As a corporate cog, and a traveling cog at that, my shoulders have borne the brunt of my career choice. I'm sure my backpack wasn't ever this big when I was doing my 12th. While I've reconciled myself to working with a different set of people every two months, my constant fond companion has been my lemon of a laptop. Its familiar screen and its rather worn-down keyboard (with a few holes where favourite keys used to be) give me a sense of connection to the mother workplace. Its fount of information stored in a wondrous folder system designed by me to retrieve my information a few seconds after I needed it but just in time to give me a feel of espirit d'escalier, is reminiscent of the school playground after school bags got involved in minor and major skirmishes.
Ask me if I'd ever do away with this automaton that is nevertheless human... you betcha skinny bottom.
The article gave me an idea that definitely requires screaming from the top of rooftops but from which those software and hardware architects will flinch.
I scream for a Virtualised Laptop.... Huh?
I wanna carry a nifty little thingamajig that I can plug into the USB of any computer anywhere (ok maybe not the ones we donated a decade back to the local municipal school in Angola) and I want to recreate my Laptop/desktop right there. The sickeningly cute pic of the pet dog as the wallpaper, the infinite pdfs of articles I wanted to ingest but seem to have taken residence on the desktop never to leave, the movies I can watch when no one can look over my shoulders, my browser favourites, the recipes and holiday destination websites; oh yeah the research and quizillion word, pdf, xls, ppt and various other denominations of workplace repression... every thing. Every thing all at the insertion of a jazzy little stick the size of my cigarette pack or lesser into the "host".
I wanna wanna wanna (to the tune of feet being stamped vigorously) (and with all due respect to photo of USB device manf by kensington)
As of now a virtual workplace/desktop idea is that of a remote access on a powered on computer connected to network with internet connectivity that is accessed over a "broadband" connection which gives me a cute lag effect... I click the mouse and the word doc opens after my 5'o'clock stubble has become the 9'o'clock one.
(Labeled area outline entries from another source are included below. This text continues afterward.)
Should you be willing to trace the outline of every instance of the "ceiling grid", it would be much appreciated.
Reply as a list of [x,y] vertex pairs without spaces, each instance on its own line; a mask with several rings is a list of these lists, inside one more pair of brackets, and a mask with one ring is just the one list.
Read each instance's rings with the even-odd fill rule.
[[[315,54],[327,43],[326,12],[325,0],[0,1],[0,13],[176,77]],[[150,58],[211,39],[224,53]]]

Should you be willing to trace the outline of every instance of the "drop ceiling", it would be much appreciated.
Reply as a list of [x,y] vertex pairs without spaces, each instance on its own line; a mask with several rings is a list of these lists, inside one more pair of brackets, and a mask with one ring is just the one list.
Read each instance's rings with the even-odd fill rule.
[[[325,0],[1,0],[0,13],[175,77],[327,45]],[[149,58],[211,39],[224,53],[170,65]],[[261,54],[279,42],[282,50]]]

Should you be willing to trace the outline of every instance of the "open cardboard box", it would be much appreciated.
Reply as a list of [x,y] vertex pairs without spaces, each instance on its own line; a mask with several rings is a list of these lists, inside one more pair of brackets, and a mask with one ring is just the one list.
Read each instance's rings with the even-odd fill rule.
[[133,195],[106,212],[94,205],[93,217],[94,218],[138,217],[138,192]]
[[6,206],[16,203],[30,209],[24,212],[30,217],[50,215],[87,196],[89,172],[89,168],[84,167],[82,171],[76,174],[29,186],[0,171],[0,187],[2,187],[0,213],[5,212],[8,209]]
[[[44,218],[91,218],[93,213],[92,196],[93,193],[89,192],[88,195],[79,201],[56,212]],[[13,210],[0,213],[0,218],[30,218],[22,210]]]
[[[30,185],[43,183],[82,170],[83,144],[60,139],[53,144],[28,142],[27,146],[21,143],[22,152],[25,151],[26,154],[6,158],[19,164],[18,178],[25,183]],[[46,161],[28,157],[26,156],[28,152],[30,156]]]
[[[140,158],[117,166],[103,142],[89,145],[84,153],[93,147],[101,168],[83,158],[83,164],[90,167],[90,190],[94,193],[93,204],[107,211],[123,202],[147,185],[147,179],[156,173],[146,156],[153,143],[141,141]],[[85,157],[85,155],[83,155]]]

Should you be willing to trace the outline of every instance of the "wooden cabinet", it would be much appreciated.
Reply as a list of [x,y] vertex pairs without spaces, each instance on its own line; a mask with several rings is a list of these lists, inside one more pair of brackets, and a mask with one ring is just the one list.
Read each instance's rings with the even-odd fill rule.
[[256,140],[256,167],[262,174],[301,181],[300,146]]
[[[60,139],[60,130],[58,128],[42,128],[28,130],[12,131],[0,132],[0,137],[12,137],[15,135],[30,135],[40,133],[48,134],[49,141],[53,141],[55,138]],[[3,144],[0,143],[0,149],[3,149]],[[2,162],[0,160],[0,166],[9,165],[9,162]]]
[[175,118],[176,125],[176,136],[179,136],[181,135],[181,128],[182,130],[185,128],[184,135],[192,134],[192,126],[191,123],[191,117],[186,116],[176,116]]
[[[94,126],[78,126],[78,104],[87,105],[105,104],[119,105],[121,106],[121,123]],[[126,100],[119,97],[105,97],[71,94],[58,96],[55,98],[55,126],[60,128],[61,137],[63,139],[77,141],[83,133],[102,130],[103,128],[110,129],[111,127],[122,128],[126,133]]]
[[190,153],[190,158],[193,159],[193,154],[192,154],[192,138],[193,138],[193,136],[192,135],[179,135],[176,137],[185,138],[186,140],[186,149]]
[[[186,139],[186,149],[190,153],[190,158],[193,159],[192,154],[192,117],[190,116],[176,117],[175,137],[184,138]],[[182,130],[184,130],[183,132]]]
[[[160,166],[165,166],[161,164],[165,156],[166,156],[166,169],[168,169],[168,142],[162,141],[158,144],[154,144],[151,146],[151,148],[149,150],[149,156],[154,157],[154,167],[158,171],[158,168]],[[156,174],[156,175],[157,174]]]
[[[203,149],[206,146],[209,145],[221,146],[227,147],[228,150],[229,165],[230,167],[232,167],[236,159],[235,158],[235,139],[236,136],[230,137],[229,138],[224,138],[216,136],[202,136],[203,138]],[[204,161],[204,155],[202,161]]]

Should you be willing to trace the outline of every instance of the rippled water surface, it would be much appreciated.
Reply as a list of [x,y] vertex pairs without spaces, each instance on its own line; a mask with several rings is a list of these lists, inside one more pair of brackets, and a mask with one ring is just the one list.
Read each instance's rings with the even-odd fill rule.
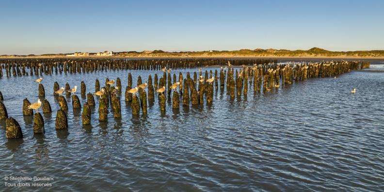
[[[2,102],[22,127],[24,138],[7,139],[0,120],[2,190],[54,191],[382,191],[384,189],[384,68],[383,64],[336,77],[308,79],[265,93],[231,98],[215,89],[213,102],[161,112],[157,97],[147,114],[132,115],[122,97],[121,119],[110,112],[91,125],[66,98],[69,128],[55,129],[60,109],[53,83],[71,87],[84,81],[128,72],[136,85],[157,71],[120,70],[43,75],[46,133],[33,133],[33,116],[22,114],[23,99],[38,98],[37,76],[0,79]],[[206,68],[214,70],[214,68]],[[186,77],[195,69],[173,70]],[[4,72],[3,72],[4,73]],[[5,75],[5,73],[4,73]],[[193,77],[193,73],[191,75]],[[355,94],[350,91],[357,89]],[[85,96],[78,95],[82,104]],[[95,99],[96,97],[95,97]],[[111,109],[109,109],[110,112]],[[40,109],[40,112],[42,110]],[[3,177],[54,177],[51,187],[5,186]],[[10,183],[17,184],[15,181]],[[30,183],[34,182],[29,182]],[[44,183],[43,181],[38,183]]]

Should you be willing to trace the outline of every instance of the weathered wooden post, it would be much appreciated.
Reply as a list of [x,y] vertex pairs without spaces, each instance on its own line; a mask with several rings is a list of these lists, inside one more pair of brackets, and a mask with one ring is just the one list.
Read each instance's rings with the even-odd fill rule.
[[85,103],[83,105],[83,111],[81,113],[81,120],[83,125],[88,125],[91,124],[91,109],[88,103]]
[[41,114],[36,112],[33,115],[33,132],[35,133],[44,133],[44,120]]
[[50,107],[50,104],[49,104],[49,102],[47,99],[44,99],[43,101],[43,112],[52,112],[52,109]]
[[204,103],[204,92],[205,92],[205,85],[201,82],[199,82],[200,90],[199,90],[199,103]]
[[81,81],[81,85],[80,85],[80,89],[81,89],[80,93],[81,95],[85,94],[86,91],[86,87],[85,87],[85,83],[84,81]]
[[55,128],[57,129],[68,128],[68,119],[67,119],[66,114],[62,110],[57,110]]
[[160,95],[160,110],[165,111],[165,102],[167,101],[167,97],[164,94]]
[[72,96],[72,106],[74,109],[81,109],[81,104],[80,103],[80,100],[79,99],[79,97],[76,95]]
[[6,119],[8,118],[8,112],[5,105],[3,103],[0,102],[0,119]]
[[188,85],[187,83],[187,80],[184,80],[183,84],[183,106],[189,106],[189,92],[188,92]]
[[213,82],[208,83],[207,86],[207,102],[210,103],[213,99]]
[[7,129],[5,131],[6,136],[8,139],[22,138],[23,132],[18,123],[12,117],[9,117],[5,120]]
[[180,108],[180,98],[179,97],[178,93],[177,91],[174,91],[174,95],[172,97],[172,108],[179,109]]
[[31,103],[29,102],[27,98],[23,100],[23,115],[24,116],[26,115],[32,115],[33,114],[33,111],[31,109],[28,109],[28,106],[31,105]]
[[88,103],[88,105],[90,106],[94,106],[96,105],[95,103],[95,98],[93,96],[93,95],[91,93],[89,93],[87,94],[87,103]]
[[95,84],[95,92],[97,92],[100,91],[100,82],[98,81],[98,79],[96,79],[96,82]]
[[146,113],[148,111],[148,103],[147,102],[146,97],[146,92],[143,90],[141,95],[140,95],[140,104],[143,109],[143,113]]
[[133,94],[133,96],[132,97],[131,108],[132,108],[132,114],[138,115],[140,113],[140,102],[136,94]]
[[121,80],[117,78],[116,80],[116,87],[118,87],[119,90],[121,90]]
[[68,83],[65,83],[65,95],[70,95],[71,92],[68,92],[67,91],[71,89],[71,87],[69,86],[69,84]]
[[60,109],[62,110],[68,110],[68,104],[64,96],[59,96],[59,103],[60,104]]
[[55,82],[53,84],[53,95],[54,96],[57,96],[59,95],[58,94],[56,93],[56,92],[60,89],[60,87],[59,86],[59,83],[57,83],[57,81]]
[[[105,96],[106,94],[103,95]],[[106,96],[101,96],[99,103],[99,121],[104,121],[108,120],[108,110],[107,109],[107,101],[105,99]]]
[[39,84],[39,96],[45,96],[44,86],[41,83]]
I know what you engineers and architects are thinking...
Yeah I agree that you'll have to work on a few million interfaces, look at a billion security issues, interoperability and portability issues with OSes, networks, hardware and software platforms and work with a whole new branch of science to make those little sticks have skinnable surfaces of pokemon, lara dutta and british premier league logos. And there will probably be another one of those organisations rubbing shoulders with ICANN, ISO, CMM-SEI, IEEE etc. dictating to you what you do is nice and what isn't.
You'll obviously have to dictate a set of minimum requirements on comps that can do workplace virtualisation and also dictate "recommended" requirements. You'll also have to define what can be virtualised, how and to where... will it be my USB stick, will it be my phone with USB connectivity and also bluetooth, infra-red, gprs, edge, HDSPA, dooby doo and scooby doo, will it be some kind of a local copy that uploads itself to my company's or personal or of course the inevitable free google workplace virtualisation servers and then deletes itself on the host? (oh yeah, you're gonna have fun with your project managers on this :D)
Of course you can do all that and more... kids will have their own virtualised playplaces ... NFS 27, Grand Theft Intergalactica (with minimally dressed daleks with their super-modular interfaces uncovered!!), access to hacker networks to break into Guantanamo bay torture chamber cams all preconfigured!!
In fact imagine the next step... except for hardcore gamers, professionals and specialists like designers, video-editors, cad-cam operators etc.. the rest of us actually do not need anything more than a "minimum/recommended" personal computer. In fact for a user like me, I can do away with the burden of multiple licenses for OSes, office software for multiple computers and move to a personal license instead of a per-computer license. I'd also be free from a keeping-up-with-balasubramaniam effect that requires me to upgrade my GeForce card every 3 months and can move that money to my movie collection, better headphones (OK marketing guys won't be happy to hear that :D... but you can still sell me bigger and better and faster virtualisation devices eh?). That would mean that corporates would buy the recommended computers with far more abandon without going through complex IT recommendations and so would normal people without fear of having to keep up with balasubramaniam.